CS2750: Homework 1

Due: 2/9/2017, 11:59pm

Instructions: See "Homework Submission Mechanics" on the main course page. If you do not see the Assignments button, notify the instructor.

Note: If you are asked to implement something by yourself, it is not ok to use or even look at existing Matlab or Python code. For anything you are not asked to implement, feel free to look up relevant functions. If you have questions about what you can use, ask the instructor or the TA.

Part I: Short Answers (10 points)

Propose three new problems that can be solved with machine learning (ones that we have not discussed in class), and describe how you would go about solving each. For each problem, discuss:

What features would you use?
What would the labels be?
How would you collect data?
Why might the problem turn out to be challenging?

Provide your answers in a text file titled part1.txt.

Part II: The Classification Pipeline (30 points)

In this problem, you will train a multi-class model to distinguish between different types of flowers.

You will use the Iris dataset from the UCI Machine Learning Repository. The data is contained the iris.data file under "Data Folder", while the file iris.names contains a description of the data. The features X are given as the first four comma-separated values in each row in the data file. The labels Y are the last entry in each row, but you should convert the strings to integer IDs.

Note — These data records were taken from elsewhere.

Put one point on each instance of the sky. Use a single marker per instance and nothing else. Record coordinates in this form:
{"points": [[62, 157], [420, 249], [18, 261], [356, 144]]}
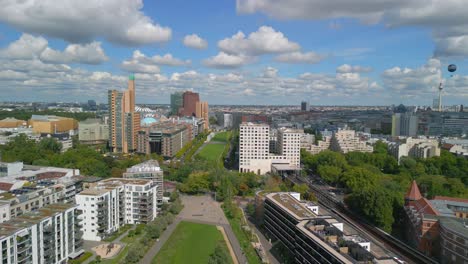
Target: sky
{"points": [[268, 52]]}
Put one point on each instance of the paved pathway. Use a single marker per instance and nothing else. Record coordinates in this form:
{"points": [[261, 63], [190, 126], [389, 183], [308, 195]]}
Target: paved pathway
{"points": [[88, 245], [148, 258], [203, 210]]}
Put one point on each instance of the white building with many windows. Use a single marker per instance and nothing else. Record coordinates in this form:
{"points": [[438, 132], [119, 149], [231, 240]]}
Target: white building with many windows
{"points": [[111, 203], [49, 235], [256, 155]]}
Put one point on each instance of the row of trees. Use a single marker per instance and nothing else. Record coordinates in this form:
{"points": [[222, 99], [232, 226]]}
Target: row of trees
{"points": [[375, 183], [47, 152]]}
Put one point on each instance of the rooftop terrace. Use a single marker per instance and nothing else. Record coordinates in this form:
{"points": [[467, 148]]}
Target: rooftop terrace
{"points": [[24, 221]]}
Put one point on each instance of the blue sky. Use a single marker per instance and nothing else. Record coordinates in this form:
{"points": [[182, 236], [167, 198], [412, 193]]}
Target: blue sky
{"points": [[324, 51]]}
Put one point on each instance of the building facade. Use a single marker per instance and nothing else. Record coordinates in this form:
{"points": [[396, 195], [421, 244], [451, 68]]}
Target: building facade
{"points": [[189, 105], [93, 131], [50, 235], [111, 203], [149, 170], [48, 124], [164, 139], [177, 102], [421, 148], [202, 112], [124, 122], [255, 154], [345, 141]]}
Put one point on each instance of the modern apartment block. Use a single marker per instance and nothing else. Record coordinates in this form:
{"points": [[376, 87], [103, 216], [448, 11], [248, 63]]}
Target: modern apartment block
{"points": [[311, 238], [189, 104], [255, 154], [404, 124], [164, 139], [49, 235], [414, 147], [345, 141], [176, 102], [149, 170], [124, 122], [111, 203], [202, 112]]}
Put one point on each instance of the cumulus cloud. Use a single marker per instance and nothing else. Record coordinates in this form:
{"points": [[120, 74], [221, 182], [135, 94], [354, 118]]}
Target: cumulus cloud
{"points": [[194, 41], [446, 19], [118, 21], [140, 63], [414, 81], [26, 47], [227, 61], [346, 68], [263, 41], [91, 53], [300, 57]]}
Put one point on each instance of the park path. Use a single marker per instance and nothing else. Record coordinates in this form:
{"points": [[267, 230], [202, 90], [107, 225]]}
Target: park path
{"points": [[203, 210], [91, 244], [153, 251]]}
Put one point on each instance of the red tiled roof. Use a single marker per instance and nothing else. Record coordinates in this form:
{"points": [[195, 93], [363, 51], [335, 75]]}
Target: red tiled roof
{"points": [[413, 193], [453, 199], [4, 186], [447, 146], [424, 206]]}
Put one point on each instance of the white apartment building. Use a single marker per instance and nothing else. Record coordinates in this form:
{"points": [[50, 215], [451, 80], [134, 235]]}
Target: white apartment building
{"points": [[149, 169], [414, 147], [255, 154], [111, 203], [49, 235], [345, 141]]}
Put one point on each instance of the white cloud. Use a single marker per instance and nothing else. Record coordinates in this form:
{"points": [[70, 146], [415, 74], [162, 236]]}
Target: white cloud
{"points": [[300, 57], [446, 19], [194, 41], [26, 47], [29, 47], [346, 68], [226, 61], [417, 81], [91, 53], [137, 67], [263, 41], [140, 63], [118, 21]]}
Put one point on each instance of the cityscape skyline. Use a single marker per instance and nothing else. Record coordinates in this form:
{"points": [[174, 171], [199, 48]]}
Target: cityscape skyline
{"points": [[247, 55]]}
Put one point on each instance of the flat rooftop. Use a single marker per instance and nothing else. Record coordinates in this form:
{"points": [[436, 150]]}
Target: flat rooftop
{"points": [[292, 205], [107, 185], [24, 221]]}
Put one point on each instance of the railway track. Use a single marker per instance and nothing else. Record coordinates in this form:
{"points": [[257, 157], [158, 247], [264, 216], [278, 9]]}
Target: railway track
{"points": [[325, 199]]}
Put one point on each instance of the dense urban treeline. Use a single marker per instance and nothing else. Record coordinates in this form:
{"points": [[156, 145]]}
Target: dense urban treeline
{"points": [[47, 152], [26, 115], [375, 183]]}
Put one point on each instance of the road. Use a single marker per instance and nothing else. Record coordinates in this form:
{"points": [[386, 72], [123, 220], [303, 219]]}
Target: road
{"points": [[203, 210]]}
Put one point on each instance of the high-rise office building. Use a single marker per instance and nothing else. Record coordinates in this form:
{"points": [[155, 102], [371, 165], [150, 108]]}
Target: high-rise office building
{"points": [[177, 102], [124, 122], [404, 124], [256, 156], [202, 112], [189, 105]]}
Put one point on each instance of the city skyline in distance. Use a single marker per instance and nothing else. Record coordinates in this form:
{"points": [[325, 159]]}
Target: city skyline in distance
{"points": [[251, 56]]}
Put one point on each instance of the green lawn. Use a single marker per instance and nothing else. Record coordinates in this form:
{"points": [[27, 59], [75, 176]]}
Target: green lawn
{"points": [[212, 151], [189, 243], [221, 137]]}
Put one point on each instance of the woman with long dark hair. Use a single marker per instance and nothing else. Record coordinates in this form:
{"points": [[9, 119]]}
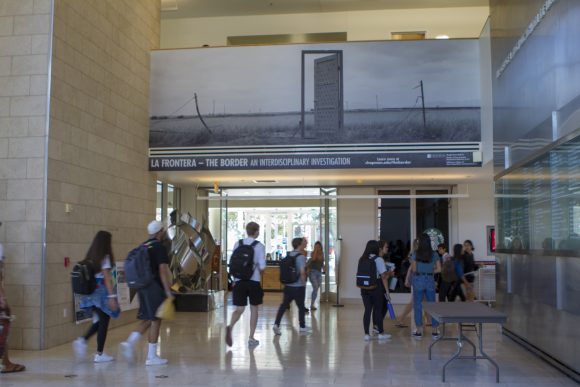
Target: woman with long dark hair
{"points": [[425, 264], [103, 301], [452, 276], [373, 298]]}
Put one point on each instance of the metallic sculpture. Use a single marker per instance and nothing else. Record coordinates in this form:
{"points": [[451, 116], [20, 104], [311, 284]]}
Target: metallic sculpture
{"points": [[192, 247]]}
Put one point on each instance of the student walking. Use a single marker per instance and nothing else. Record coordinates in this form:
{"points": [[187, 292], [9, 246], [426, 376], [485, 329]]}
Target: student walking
{"points": [[103, 301], [452, 277], [469, 267], [151, 297], [295, 291], [247, 286], [315, 267], [372, 279], [425, 264]]}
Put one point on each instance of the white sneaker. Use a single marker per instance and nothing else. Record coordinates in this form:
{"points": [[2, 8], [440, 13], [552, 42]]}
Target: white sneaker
{"points": [[103, 358], [253, 342], [384, 336], [80, 348], [156, 361], [127, 351]]}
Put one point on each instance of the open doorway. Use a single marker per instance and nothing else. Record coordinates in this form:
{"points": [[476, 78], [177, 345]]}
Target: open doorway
{"points": [[283, 214]]}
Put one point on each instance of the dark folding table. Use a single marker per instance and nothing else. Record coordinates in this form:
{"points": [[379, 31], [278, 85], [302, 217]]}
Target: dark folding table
{"points": [[464, 313]]}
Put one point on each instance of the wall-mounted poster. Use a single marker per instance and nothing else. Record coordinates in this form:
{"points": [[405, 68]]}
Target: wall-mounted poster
{"points": [[343, 105]]}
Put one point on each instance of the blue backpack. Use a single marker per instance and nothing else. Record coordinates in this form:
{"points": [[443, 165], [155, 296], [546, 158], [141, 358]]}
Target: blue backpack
{"points": [[138, 273]]}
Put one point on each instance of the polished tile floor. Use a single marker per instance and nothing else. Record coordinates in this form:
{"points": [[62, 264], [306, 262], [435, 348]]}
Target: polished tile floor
{"points": [[333, 354]]}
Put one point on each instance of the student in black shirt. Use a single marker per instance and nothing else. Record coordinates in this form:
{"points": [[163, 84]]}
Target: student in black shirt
{"points": [[151, 297]]}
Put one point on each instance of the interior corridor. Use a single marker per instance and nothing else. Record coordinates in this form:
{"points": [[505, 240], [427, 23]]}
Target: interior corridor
{"points": [[333, 354]]}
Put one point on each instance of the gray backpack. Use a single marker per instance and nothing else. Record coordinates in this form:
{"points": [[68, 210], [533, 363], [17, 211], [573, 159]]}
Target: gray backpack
{"points": [[138, 273]]}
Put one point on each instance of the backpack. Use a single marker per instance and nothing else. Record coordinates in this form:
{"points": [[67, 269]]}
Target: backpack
{"points": [[448, 273], [138, 273], [288, 271], [242, 261], [366, 274], [83, 278]]}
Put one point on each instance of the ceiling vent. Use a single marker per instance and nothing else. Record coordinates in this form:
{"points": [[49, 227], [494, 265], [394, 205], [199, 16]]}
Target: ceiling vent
{"points": [[169, 5]]}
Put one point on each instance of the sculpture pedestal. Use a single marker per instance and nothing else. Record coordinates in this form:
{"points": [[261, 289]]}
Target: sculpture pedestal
{"points": [[201, 301]]}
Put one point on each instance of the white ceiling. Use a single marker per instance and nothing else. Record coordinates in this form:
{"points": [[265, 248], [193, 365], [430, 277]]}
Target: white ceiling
{"points": [[329, 178], [212, 8]]}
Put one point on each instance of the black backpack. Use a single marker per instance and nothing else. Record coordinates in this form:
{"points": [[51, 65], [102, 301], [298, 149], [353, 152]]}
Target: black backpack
{"points": [[138, 273], [366, 273], [83, 278], [242, 261], [288, 272]]}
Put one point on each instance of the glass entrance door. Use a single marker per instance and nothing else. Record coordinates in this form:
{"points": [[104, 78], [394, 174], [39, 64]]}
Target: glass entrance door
{"points": [[328, 238], [312, 213]]}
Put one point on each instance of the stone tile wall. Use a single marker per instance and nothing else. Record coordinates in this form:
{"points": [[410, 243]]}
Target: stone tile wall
{"points": [[98, 141], [24, 48]]}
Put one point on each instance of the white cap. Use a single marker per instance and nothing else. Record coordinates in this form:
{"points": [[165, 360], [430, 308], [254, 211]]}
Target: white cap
{"points": [[154, 227]]}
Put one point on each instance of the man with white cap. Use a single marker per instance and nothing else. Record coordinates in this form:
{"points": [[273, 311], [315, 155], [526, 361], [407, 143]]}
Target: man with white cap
{"points": [[151, 297]]}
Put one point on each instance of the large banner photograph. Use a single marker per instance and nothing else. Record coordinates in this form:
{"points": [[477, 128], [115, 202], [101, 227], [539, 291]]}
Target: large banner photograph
{"points": [[254, 107]]}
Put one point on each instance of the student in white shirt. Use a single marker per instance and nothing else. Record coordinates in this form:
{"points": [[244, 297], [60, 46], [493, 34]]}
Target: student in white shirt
{"points": [[251, 289]]}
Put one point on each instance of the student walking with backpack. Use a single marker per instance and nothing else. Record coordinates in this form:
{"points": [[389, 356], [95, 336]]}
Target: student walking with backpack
{"points": [[371, 278], [293, 276], [147, 270], [424, 265], [247, 263], [315, 266], [452, 276], [469, 267], [103, 300]]}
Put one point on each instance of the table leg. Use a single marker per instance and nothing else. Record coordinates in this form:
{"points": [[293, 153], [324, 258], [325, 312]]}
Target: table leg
{"points": [[441, 336], [467, 339], [484, 355], [456, 354]]}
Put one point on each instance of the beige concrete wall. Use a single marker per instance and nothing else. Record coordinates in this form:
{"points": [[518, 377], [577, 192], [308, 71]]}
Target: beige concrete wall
{"points": [[464, 22], [98, 141], [24, 47]]}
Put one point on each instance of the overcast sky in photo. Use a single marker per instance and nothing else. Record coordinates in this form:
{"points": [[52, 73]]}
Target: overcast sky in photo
{"points": [[268, 78]]}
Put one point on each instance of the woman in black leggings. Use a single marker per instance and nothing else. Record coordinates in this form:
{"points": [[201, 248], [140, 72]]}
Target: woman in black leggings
{"points": [[373, 296], [103, 301]]}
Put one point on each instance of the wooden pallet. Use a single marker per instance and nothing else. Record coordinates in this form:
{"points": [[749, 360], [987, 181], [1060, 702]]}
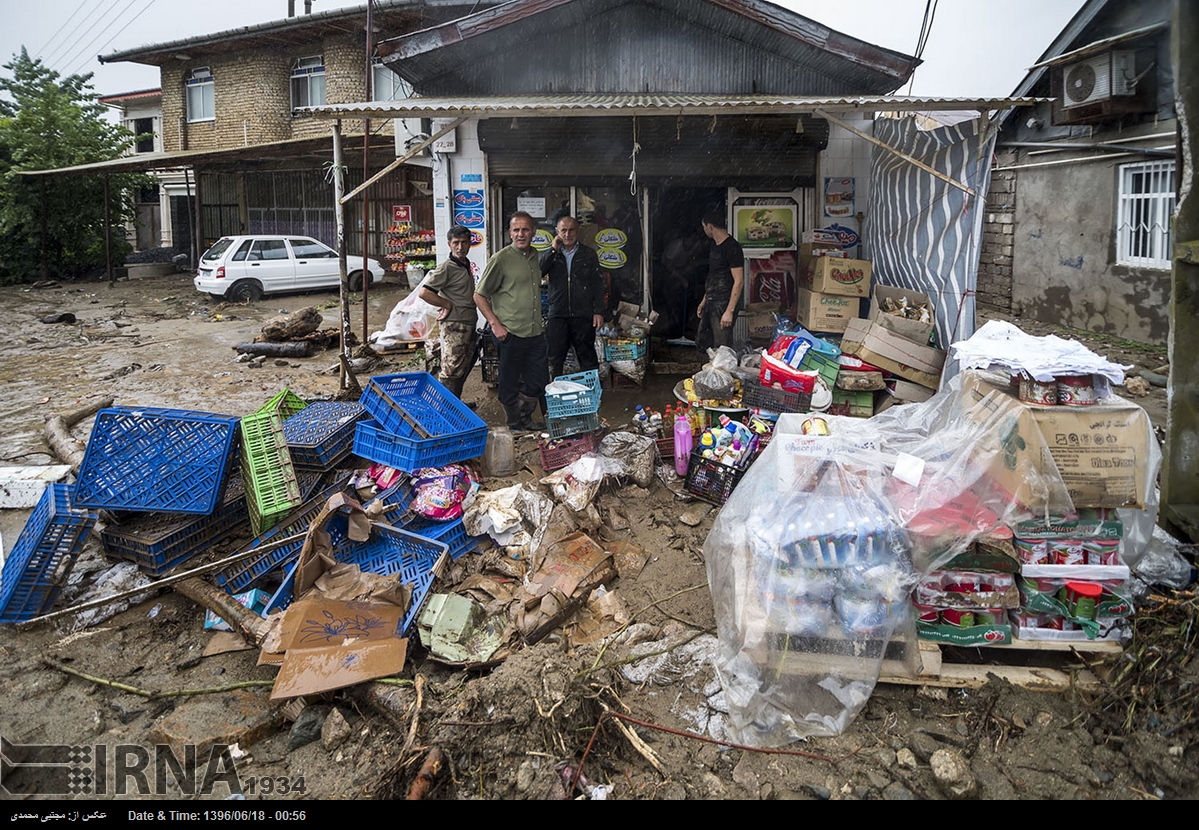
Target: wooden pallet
{"points": [[932, 668], [926, 665]]}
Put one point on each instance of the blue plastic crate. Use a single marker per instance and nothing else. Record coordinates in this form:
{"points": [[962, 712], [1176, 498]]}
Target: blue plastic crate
{"points": [[38, 564], [409, 455], [576, 403], [156, 461], [241, 576], [393, 551], [321, 434], [158, 542], [425, 423], [397, 503], [572, 425]]}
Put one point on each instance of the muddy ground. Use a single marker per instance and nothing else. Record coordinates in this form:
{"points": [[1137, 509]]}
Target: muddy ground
{"points": [[507, 733]]}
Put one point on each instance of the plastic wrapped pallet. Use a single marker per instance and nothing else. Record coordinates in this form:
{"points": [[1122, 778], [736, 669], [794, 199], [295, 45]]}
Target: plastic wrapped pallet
{"points": [[813, 557]]}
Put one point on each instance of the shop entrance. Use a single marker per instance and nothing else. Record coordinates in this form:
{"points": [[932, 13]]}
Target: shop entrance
{"points": [[679, 254]]}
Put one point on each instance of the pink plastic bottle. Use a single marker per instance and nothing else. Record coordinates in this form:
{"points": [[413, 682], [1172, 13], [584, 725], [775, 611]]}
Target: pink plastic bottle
{"points": [[682, 444]]}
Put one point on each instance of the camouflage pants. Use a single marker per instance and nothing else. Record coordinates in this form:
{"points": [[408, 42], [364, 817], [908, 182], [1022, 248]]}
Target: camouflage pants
{"points": [[458, 352]]}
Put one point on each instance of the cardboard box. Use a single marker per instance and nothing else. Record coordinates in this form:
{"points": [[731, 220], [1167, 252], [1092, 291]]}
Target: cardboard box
{"points": [[825, 312], [831, 275], [898, 355], [914, 330], [1050, 457]]}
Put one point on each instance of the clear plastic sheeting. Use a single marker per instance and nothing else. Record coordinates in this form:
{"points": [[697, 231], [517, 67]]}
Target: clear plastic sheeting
{"points": [[812, 559]]}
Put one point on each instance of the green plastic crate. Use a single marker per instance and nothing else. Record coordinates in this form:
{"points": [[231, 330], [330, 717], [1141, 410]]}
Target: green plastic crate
{"points": [[272, 488], [284, 404]]}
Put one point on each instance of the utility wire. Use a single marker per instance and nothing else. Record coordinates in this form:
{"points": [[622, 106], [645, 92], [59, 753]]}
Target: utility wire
{"points": [[70, 17], [78, 31], [118, 32]]}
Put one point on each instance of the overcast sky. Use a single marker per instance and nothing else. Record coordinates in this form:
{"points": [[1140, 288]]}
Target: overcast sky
{"points": [[976, 48]]}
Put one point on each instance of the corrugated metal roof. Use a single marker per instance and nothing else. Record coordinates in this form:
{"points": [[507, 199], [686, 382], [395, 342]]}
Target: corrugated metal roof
{"points": [[540, 106], [755, 35], [297, 29]]}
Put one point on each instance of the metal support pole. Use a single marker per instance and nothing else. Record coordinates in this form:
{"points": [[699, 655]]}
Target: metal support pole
{"points": [[339, 214]]}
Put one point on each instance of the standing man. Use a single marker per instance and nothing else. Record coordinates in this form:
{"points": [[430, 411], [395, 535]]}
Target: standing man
{"points": [[576, 298], [508, 295], [451, 288], [722, 290]]}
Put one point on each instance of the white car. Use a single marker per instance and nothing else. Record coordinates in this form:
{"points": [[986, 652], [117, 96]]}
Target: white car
{"points": [[242, 269]]}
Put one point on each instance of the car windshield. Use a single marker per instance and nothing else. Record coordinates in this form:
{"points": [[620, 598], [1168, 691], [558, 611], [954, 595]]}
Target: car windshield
{"points": [[217, 250]]}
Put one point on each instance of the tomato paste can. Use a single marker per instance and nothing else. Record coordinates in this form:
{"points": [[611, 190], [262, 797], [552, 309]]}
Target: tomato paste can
{"points": [[1076, 390], [1038, 391], [815, 426], [1080, 599]]}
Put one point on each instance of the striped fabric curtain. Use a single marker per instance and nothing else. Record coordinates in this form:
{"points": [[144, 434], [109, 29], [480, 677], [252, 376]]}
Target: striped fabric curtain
{"points": [[921, 232]]}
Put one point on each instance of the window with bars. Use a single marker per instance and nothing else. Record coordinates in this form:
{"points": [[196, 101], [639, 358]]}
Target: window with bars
{"points": [[308, 83], [200, 90], [1144, 214]]}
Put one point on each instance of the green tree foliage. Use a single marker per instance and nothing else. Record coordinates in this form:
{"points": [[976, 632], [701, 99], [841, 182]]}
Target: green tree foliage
{"points": [[54, 226]]}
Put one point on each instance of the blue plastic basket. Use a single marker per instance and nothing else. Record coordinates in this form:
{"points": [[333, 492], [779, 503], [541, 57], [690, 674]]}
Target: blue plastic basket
{"points": [[421, 423], [321, 434], [157, 542], [572, 425], [393, 551], [38, 564], [576, 403], [156, 461]]}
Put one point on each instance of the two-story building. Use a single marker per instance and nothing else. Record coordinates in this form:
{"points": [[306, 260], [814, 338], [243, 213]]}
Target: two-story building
{"points": [[1083, 191], [236, 92]]}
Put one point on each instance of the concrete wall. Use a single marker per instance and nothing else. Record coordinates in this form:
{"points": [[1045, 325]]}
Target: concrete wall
{"points": [[994, 281], [252, 96], [1064, 262]]}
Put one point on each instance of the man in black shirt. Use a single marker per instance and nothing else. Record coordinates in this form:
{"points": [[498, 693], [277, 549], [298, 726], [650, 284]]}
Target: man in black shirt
{"points": [[725, 278]]}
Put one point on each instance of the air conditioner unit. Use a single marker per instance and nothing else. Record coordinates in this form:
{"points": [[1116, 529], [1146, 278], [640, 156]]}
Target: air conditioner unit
{"points": [[1098, 78]]}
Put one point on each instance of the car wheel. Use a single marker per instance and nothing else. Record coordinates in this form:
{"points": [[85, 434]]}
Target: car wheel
{"points": [[245, 292]]}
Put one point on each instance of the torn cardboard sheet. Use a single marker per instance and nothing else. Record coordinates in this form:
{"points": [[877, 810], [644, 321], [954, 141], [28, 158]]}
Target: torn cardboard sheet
{"points": [[333, 644]]}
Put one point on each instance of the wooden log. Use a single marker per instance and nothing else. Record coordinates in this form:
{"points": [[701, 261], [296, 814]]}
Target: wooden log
{"points": [[253, 626], [58, 433], [289, 349], [291, 326]]}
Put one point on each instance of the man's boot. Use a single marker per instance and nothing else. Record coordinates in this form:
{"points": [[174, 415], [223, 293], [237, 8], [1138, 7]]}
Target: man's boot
{"points": [[514, 415]]}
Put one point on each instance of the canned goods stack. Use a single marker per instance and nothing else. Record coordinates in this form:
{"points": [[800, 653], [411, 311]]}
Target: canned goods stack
{"points": [[1072, 577]]}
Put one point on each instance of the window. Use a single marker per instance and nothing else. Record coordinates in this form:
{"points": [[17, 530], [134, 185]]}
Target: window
{"points": [[386, 85], [308, 83], [269, 248], [1144, 214], [143, 134], [200, 98]]}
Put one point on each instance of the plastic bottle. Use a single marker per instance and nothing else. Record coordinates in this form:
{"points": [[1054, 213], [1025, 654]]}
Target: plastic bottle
{"points": [[682, 444], [499, 455]]}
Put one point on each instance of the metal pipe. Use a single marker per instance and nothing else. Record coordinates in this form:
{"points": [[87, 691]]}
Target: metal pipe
{"points": [[1064, 161], [1082, 145]]}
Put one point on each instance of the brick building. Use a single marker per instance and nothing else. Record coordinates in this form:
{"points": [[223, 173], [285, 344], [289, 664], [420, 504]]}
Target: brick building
{"points": [[238, 91]]}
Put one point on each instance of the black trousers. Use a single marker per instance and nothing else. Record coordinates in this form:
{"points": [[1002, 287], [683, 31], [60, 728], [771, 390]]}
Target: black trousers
{"points": [[562, 332], [523, 368]]}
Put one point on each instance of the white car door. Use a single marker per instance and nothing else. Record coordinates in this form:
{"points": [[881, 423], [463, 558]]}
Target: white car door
{"points": [[270, 263], [317, 266]]}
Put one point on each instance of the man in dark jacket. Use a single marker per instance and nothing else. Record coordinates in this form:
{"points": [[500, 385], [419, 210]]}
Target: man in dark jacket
{"points": [[576, 298]]}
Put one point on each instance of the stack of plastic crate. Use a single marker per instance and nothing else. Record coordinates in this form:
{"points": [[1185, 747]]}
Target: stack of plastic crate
{"points": [[321, 434], [148, 459], [419, 423], [41, 560], [272, 489], [573, 413]]}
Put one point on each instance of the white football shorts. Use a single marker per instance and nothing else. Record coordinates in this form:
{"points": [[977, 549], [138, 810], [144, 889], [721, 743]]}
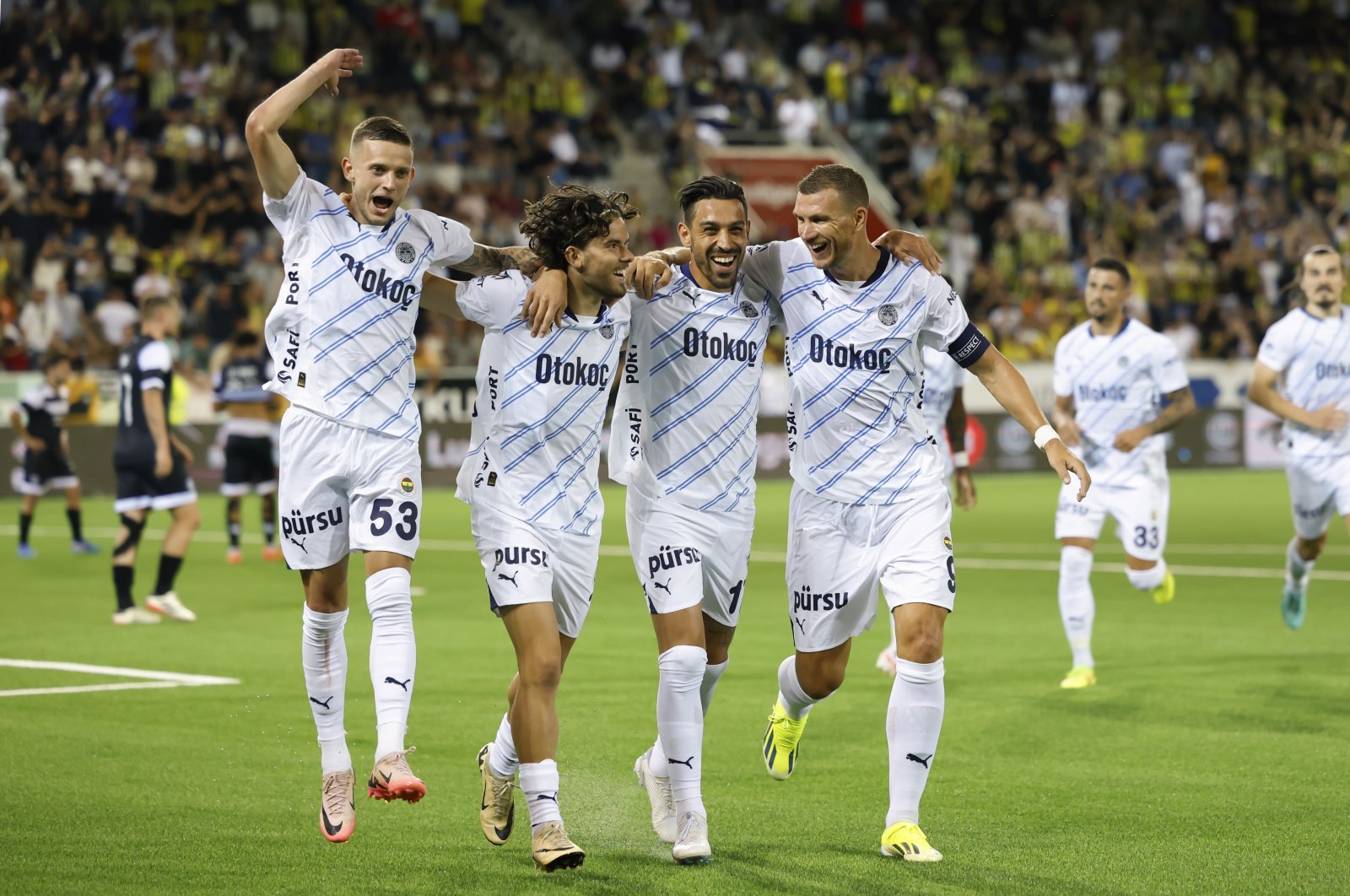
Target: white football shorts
{"points": [[1140, 509], [526, 563], [1320, 488], [839, 553], [344, 488], [688, 558]]}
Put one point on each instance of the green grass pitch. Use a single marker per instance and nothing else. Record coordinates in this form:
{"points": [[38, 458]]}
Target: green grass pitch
{"points": [[1214, 756]]}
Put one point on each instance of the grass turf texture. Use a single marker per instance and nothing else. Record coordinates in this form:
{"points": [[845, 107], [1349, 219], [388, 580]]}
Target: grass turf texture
{"points": [[1212, 758]]}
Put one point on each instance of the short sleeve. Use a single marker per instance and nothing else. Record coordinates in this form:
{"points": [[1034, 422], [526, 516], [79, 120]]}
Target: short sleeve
{"points": [[303, 202], [1277, 348], [450, 240], [764, 266], [1061, 382], [154, 364], [945, 319], [1167, 367], [493, 301]]}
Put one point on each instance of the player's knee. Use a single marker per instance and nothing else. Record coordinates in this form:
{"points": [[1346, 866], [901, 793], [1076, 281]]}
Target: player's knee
{"points": [[683, 661], [542, 672], [1075, 565], [820, 679], [922, 645], [1311, 548], [134, 528]]}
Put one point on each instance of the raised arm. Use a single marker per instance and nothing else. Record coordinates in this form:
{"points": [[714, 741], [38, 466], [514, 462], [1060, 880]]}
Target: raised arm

First, split the data into three groups: A training set (40%), a validation set (20%), and a test set (40%).
You will train a multi-way SVM classifier. We will talk about SVM classifiers in great length later in the class. The goal in this assignment is to use SVMs as a black box, so that you can experiment with the machine learning pipeline we discussed in the introduction. SVM is one of the most popular classifiers; you might need to use it for your project, and it might be one of the few things you remember how to use after this class is over.
Pick an SVM software package to use among LIBSVM, LIBLINEAR, SVM Light, the SVM built-in to Matlab, or the SVM in scikit-learn for Python. Look at different packages to see which one you would feel most comfortable using. Read the documentation and find which function in the package you are using performs learning/fitting/training, and which function performs prediction/classification/testing. You can also look for examples of how these functions are used.
Include a text file part2.txt in your submission in which you describe why you chose the package that you chose to use. Then copy-paste the parts of the documentation that show how to train and use an SVM.
Pick some SVM parameter that the package allows you to tune or specify values for. For now, you won't know what these parameters do, but they will affect the success of your learning algorithm in some way. Your goal is to pick the best value of the parameter, by tuning your model on a validation set. In other words, you will train one model for every value of the parameter of your choice (try 5 different values) and pick which value is best, according to the accuracy on the validation set. You will then use the chosen value of the parameter and apply it to classify the samples in the test set.
In the text file mentioned above, report the final accuracy on (1) the training set, and (2) the test set. The difference between these two is called the generalization error. If the code you are using does not include a function to compute accuracy, you should write such a function yourself (it will only be a few lines). To compute accuracy, you will compare the predicted labels for your test samples to the ground-truth (provided with the dataset) labels for those same samples, and compute the fraction of samples that were labeled correctly.
Finally, experiment with different amounts of training data, and report how the error on the (1) training data and (2) test data, changes as you add more training data. Include a plot in your write-up with at least 5 different values for the size of the training data on the x-axis, and accuracy on the y-axis, for the training and test sets separately (i.e. show two curves). In the text file, explain what you are observing, and why it might be happening.

Grading rubric:

Loading and splitting the data into train/test/validation and X/Y parts: 5 pts
Package choice and documentation excerpts: 5 pts
Training with different values of a parameter and using the validation set to pick the best value of that parameter: 10 pts
Demonstrating how train/test error changes as more training data is added, including plot: 10 pts

Part III: Segmentation via Clustering (30 points)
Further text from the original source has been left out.